United States jobs market added 638,000 jobs in last month as recovery slows due to surging COVID-19 infections.
While the US jobs market is moving in the right direction, the recovery is facing major headwinds including surging COVID-19 infections and the risk that struggling households will blow through their savings as federal virus relief aid dwindles.
As the world awaits a winner to emerge from the United States presidential election, a snapshot of the country’s labour market on Friday showed just what a daunting economic recovery task awaits either President Donald Trump or his Democratic rival Joe Biden.
The US economy added 638,000 jobs in October, the US Bureau of Labor Statistics reported on Friday 34,000 fewer than September’s revised number while the unemployment rate ticked down to 6.9 percent.
Notable gains were made in leisure and hospitality, professional businesses services retail trade and construction.
While the headline numbers are solid, the US economy still has a way to go to recover its pre-pandemic strength.
The unemployment rate is still nearly twice February’s level of 3.5 percent. The number of employed people categorised as “part-time for economic reasons” meaning they would like a full-time job increased by 383,000 to 6.7 million in October. And some 15.1 million people said they couldn’t work in October because their employer had closed shop or lost business to the pandemic.
The country is now in its ninth month of recession. And though the economy bounced back strongly in the third quarter having entered recession in the first and suffered a record plunge in the second it is still a long way from its pre-pandemic strength.
A little over 12 million of the 22 million jobs lost in March and April as lockdowns swept the nation have been recovered.

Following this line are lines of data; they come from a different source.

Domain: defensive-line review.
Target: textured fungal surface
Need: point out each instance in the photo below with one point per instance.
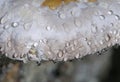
(32, 32)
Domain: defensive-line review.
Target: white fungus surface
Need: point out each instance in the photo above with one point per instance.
(30, 32)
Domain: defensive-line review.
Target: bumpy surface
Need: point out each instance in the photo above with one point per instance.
(29, 31)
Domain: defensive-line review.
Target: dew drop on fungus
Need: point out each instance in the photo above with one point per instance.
(15, 24)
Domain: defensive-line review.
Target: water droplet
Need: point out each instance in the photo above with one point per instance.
(6, 27)
(9, 44)
(27, 26)
(75, 13)
(48, 28)
(77, 22)
(6, 54)
(75, 42)
(107, 37)
(62, 16)
(3, 20)
(89, 43)
(115, 32)
(67, 44)
(101, 42)
(1, 49)
(14, 55)
(77, 56)
(32, 51)
(102, 17)
(60, 54)
(43, 41)
(35, 44)
(110, 12)
(101, 30)
(94, 29)
(65, 59)
(117, 17)
(15, 24)
(72, 48)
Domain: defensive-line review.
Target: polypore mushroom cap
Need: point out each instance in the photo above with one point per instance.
(29, 31)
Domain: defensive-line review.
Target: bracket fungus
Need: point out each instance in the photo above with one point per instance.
(35, 30)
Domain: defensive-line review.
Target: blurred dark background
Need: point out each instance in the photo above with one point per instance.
(102, 66)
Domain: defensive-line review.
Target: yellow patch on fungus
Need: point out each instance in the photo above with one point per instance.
(53, 4)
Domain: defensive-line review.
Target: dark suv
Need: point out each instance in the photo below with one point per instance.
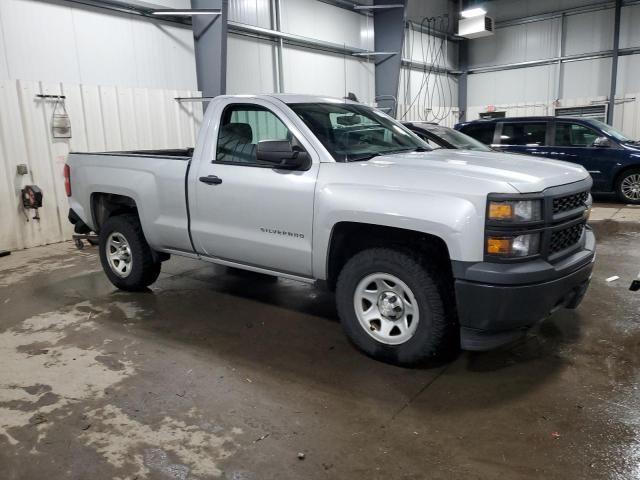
(612, 159)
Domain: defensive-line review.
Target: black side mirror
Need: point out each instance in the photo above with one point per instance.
(601, 142)
(281, 154)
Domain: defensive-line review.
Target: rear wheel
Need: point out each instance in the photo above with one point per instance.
(628, 187)
(392, 308)
(125, 254)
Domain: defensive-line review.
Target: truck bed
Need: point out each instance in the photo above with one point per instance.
(154, 179)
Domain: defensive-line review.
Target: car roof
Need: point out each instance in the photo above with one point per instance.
(540, 118)
(425, 125)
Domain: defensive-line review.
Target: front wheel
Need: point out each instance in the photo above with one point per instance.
(628, 187)
(125, 254)
(393, 308)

Low wage service workers, minorities, women and youths have born the brunt of the COVID-19 economic carnage and reestablishing their foothold in the labour force is becoming more challenging as an increasing share of temporary layoffs become permanent job losses.

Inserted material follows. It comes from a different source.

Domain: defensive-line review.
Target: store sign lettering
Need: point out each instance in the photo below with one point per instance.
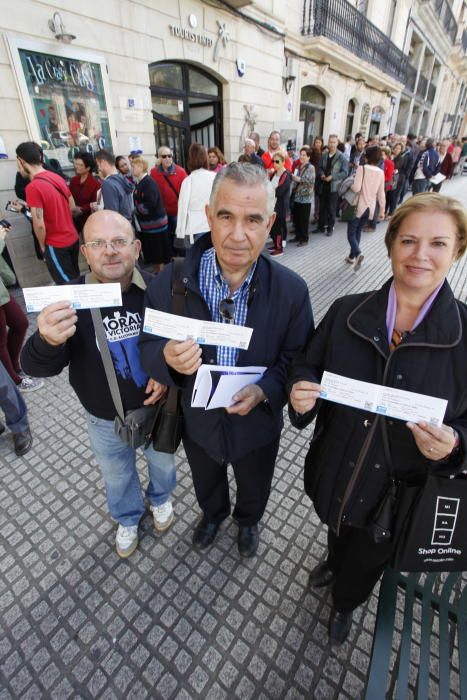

The fraction of unemployed Americans whose previous jobs have been eliminated for good increased from 10 percent in April to about 40 percent in September, researchers Stephanie Aaronson and Wendy Edelberg at left-leaning think tank Brookings found.
The trend is troubling because the longer people are out of work, the more likely it is that their skills will erode, making it harder for them to re-enter the workforce.
Moreover, the landscape is becoming more difficult for jobless Americans pounding the pavements in search of work.
While some sectors of the economy like the housing market have been on fire thanks to the Federal Reserve keeping interest rates at rock bottom- other sectors, such as restaurants, hotels, airline travel and other customer-facing services are still struggling and staring down the barrel of a tough winter.
Moreover, the economy’s march back to full economic health is downshifting after federal lifelines to the unemployed and small businesses expired in late July.
More federal protections are set to lapse at the end of December including the CDC’s moratorium on evictions.
On Thursday, Fed Chairman Jerome Powell said the outlook for the economy remains “extraordinarily uncertain” and cited key risks including surging COVID-19 infections in the US and abroad that are reintroducing business-sapping restrictions. Households blowing through their savings as Washington remains gridlocked over another round of virus relief aid is another major risk.
Powell signaled as he has repeatedly that the Fed cannot shoulder the recovery burden alone, saying that “fiscal policy” Fed speak for Congressional virus aid packages is “one of the main reasons why the recovery has been as good as it’s been so far.”
Senate Majority Leader, Republican Mitch McConnell said he would like to see another round of stimulus passed before the year is out. But as the odds narrow for Democrats to gain control of the Senate, expectations are growing that Congress will likely pass a slimed-down stimulus package.